Supply side issues in the global aviation industry will likely start evening out from 2024, British Airways CEO Sean Doyle has said.
“The supply chains aren’t what they were. We need to keep the pressure on our suppliers to ensure they keep improving. If you talk to anybody in the industry, there’s a constraint. The production of aircraft is not back to the pre-pandemic levels at the Big Two (Airbus and Boeing),” observed Doyle while addressing mediapersons in New Delhi Friday.
The Covid-19-induced lockdowns followed by the Russian military action in Ukraine and the return of demand for air travel had all resulted in shortages of aircraft, engines and components the world over.
Doyle was, however, confident that aircraft production would gradually be getting back to scale.
“There has been a broader supply chain disruption as economies have recovered in various places at different paces. We haven’t seen the global supply chain function as optimally as during pre-pandemic,” said Doyle.
He added that although that had made things highly challenging for everyone, the aviation industry was very resilient and would be able to find its way through the situation.
“This (2023) is the transition year to rebuild.

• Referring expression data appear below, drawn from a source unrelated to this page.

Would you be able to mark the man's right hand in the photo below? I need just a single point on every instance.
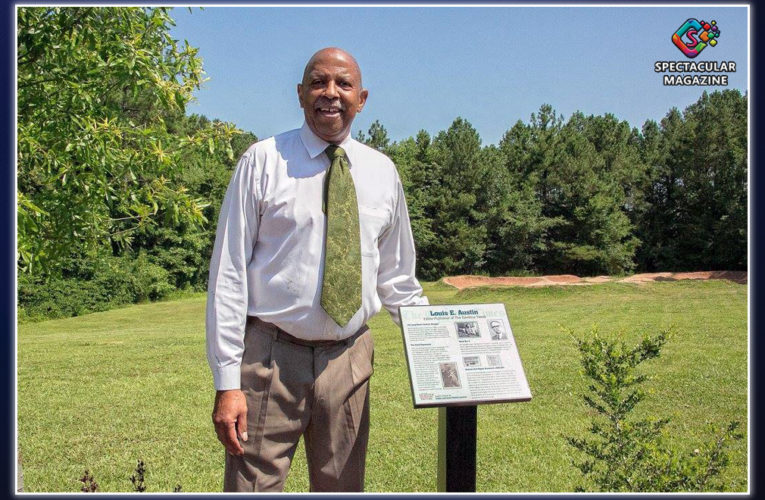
(230, 419)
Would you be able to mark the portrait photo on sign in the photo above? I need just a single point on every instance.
(467, 329)
(449, 375)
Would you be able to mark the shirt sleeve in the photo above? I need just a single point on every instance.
(227, 300)
(396, 282)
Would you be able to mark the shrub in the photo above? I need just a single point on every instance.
(624, 453)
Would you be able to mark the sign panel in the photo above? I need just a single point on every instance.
(462, 355)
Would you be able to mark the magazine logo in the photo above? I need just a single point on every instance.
(698, 34)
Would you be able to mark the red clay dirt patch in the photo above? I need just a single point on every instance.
(466, 281)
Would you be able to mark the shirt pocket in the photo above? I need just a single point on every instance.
(373, 222)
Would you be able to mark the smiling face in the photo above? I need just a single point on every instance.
(331, 94)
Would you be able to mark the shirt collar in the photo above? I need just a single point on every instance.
(315, 145)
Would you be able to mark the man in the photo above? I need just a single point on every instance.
(497, 332)
(312, 240)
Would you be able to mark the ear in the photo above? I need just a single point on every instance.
(362, 99)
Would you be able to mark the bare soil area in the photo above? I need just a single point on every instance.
(465, 281)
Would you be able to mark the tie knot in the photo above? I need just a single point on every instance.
(334, 152)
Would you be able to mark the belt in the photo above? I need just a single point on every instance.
(279, 334)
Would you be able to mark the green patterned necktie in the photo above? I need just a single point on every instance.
(341, 288)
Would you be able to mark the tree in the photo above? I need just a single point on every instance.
(96, 160)
(455, 207)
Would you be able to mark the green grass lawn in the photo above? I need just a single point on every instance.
(101, 391)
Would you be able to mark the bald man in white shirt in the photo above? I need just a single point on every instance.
(282, 367)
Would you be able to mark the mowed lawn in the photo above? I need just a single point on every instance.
(101, 391)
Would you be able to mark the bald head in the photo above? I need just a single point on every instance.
(331, 93)
(332, 53)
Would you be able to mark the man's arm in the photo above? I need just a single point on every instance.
(227, 299)
(396, 282)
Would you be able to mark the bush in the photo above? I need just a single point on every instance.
(629, 454)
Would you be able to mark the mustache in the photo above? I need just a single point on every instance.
(328, 103)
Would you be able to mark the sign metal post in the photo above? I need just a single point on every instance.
(457, 428)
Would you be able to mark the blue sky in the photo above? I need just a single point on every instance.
(425, 66)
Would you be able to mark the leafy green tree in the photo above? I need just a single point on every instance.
(96, 160)
(663, 148)
(695, 211)
(626, 453)
(454, 207)
(714, 233)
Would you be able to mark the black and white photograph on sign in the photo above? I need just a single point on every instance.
(497, 330)
(468, 329)
(449, 375)
(471, 361)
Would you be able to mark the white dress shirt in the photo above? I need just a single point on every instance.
(268, 258)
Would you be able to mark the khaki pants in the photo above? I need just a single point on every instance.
(294, 388)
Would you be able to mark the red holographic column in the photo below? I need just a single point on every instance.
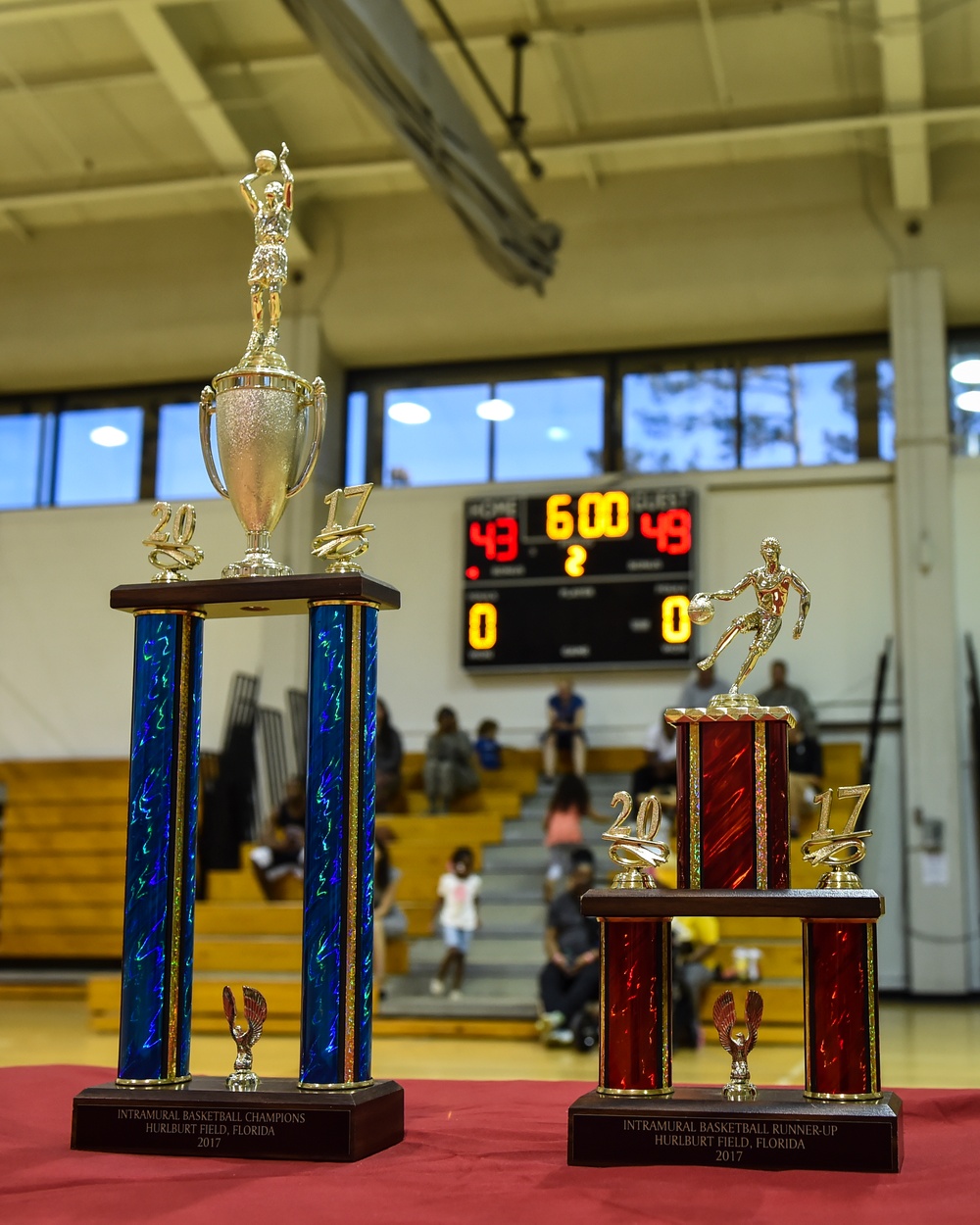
(728, 828)
(733, 808)
(841, 1010)
(635, 1030)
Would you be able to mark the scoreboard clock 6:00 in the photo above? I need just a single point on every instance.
(598, 578)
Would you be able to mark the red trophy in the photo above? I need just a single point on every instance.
(733, 860)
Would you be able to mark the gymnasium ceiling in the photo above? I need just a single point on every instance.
(132, 108)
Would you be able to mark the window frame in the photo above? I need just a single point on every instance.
(52, 407)
(865, 351)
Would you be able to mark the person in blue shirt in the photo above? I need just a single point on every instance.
(566, 719)
(485, 745)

The next year I hope those supply chain issues will be balancing [themselves] out,” he declared.
British Airways has a healthy order book and will be taking the delivery of its newest A350-1000 aircraft in the next couple of weeks.
Doyle was in India to unveil the new CallBA call centre in Gurugram near Delhi on June 29.

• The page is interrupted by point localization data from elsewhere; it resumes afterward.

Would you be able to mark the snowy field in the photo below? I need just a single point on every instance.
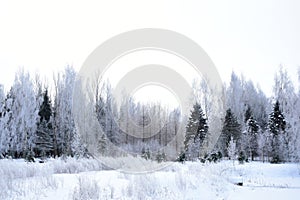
(88, 179)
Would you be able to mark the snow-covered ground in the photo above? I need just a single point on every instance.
(88, 179)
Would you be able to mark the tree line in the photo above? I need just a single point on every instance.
(36, 121)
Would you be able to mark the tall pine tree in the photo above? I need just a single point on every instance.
(196, 132)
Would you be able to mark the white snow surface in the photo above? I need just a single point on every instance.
(88, 179)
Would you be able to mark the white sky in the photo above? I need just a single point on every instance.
(253, 37)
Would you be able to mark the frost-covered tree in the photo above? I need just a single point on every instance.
(44, 135)
(24, 115)
(196, 132)
(64, 126)
(231, 149)
(231, 128)
(285, 94)
(277, 126)
(252, 130)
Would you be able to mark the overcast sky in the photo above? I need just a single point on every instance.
(253, 37)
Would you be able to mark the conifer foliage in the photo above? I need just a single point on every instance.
(196, 132)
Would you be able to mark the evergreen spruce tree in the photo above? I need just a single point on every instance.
(252, 129)
(44, 135)
(196, 132)
(277, 126)
(231, 129)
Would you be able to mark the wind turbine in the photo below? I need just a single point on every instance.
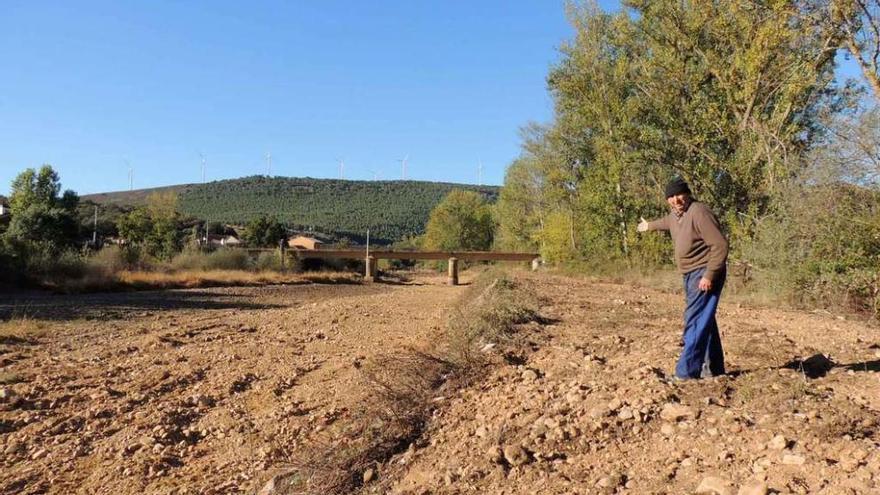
(204, 165)
(403, 166)
(130, 175)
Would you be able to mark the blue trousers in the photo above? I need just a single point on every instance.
(702, 355)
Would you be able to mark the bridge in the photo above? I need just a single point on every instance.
(453, 257)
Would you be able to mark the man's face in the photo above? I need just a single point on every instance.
(679, 202)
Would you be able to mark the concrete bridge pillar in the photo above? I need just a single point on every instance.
(453, 271)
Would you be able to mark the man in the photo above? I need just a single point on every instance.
(701, 256)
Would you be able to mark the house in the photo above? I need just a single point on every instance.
(303, 242)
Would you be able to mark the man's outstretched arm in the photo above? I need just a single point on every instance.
(659, 224)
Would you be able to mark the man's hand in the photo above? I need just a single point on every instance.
(705, 284)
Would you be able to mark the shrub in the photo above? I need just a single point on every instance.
(268, 261)
(228, 259)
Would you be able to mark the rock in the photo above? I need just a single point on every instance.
(516, 455)
(754, 487)
(6, 394)
(778, 443)
(369, 475)
(495, 455)
(613, 480)
(713, 485)
(676, 412)
(13, 447)
(598, 412)
(280, 484)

Staffed by 1,400 people, the facility will offer round-the-clock support to the airline’s customers from the US and Europe, through to Asia-Pacific.
The Harmondsworth (UK)-based carrier commenced operations in India in 1924. The airline currently operates 56 weekly flights to the cities of Delhi, Mumbai, Chennai, Bengaluru and Hyderabad, with the number of connections now exceeding the pre-pandemic level.